I was surprised to see the TCE Summon Fey spell got reworked for the new PHB. I was very surprised to see they realized the Tricksy Fey needed the darkness buffed. I was even more surprised to see they did not understand why the darkness needed to be buffed. 🤦♂️
Magical darkness behaves exactly like normal darkness in 2014 5e and 2024 5e, unless other rules modify its behavior. By default, it doesn’t block line of sight, darkvision, magical light, or even non-magical light unless something specifically says it does, like in the darkness spell for instance.

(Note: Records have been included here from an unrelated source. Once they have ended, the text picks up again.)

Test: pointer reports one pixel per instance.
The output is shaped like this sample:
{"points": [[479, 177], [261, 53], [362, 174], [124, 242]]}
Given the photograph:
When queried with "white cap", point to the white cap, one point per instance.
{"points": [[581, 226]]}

It never actually specifies where the heavily obscured area is. But I think it makes more sense to interpret it as only the area in darkness is heavily obscured. After all, the area behind it depends on the observer, and there's nothing about that what's heavily obscured by darkness depends on where you're standing.

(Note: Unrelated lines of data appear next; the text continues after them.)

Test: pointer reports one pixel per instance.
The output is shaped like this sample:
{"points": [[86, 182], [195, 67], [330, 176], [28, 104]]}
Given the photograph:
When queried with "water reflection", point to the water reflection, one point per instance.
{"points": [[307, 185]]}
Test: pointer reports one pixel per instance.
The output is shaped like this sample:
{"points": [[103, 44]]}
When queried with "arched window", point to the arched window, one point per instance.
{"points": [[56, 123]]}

On the other hand, if this just makes everything in that area dark, but still lets light pass through it, you'd still be able to see silhouettes of anyone standing in it, which really doesn't seem like it's heavily obscuring them.
Wait does magical darkness not block anything like line of site?

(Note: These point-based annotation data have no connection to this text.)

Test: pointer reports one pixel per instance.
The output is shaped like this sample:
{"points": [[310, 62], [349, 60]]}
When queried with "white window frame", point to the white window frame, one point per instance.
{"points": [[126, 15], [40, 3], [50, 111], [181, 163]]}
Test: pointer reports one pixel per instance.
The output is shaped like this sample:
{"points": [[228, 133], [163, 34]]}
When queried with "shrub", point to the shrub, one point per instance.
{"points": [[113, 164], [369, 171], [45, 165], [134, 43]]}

Magical darkness behaves exactly like normal darkness in 2014 5e and 2024 5e, unless other rules modify its behavior. By default, it doesn’t block line of sight, darkvision, magical light, or even non-magical light unless something specifically says it does, like in the darkness spell for instance.
No reason it wouldn't block it, not sure what OP is on about
Glad it’s not just me then.
It never actually specifies where the heavily obscured area is. But I think it makes more sense to interpret it as only the area in darkness is heavily obscured. After all, the area behind it depends on the observer, and there's nothing about that what's heavily obscured by darkness depends on where you're standing.
On the other hand, if this just makes everything in that area dark, but still lets light pass through it, you'd still be able to see silhouettes of anyone standing in it, which really doesn't seem like it's heavily obscuring them.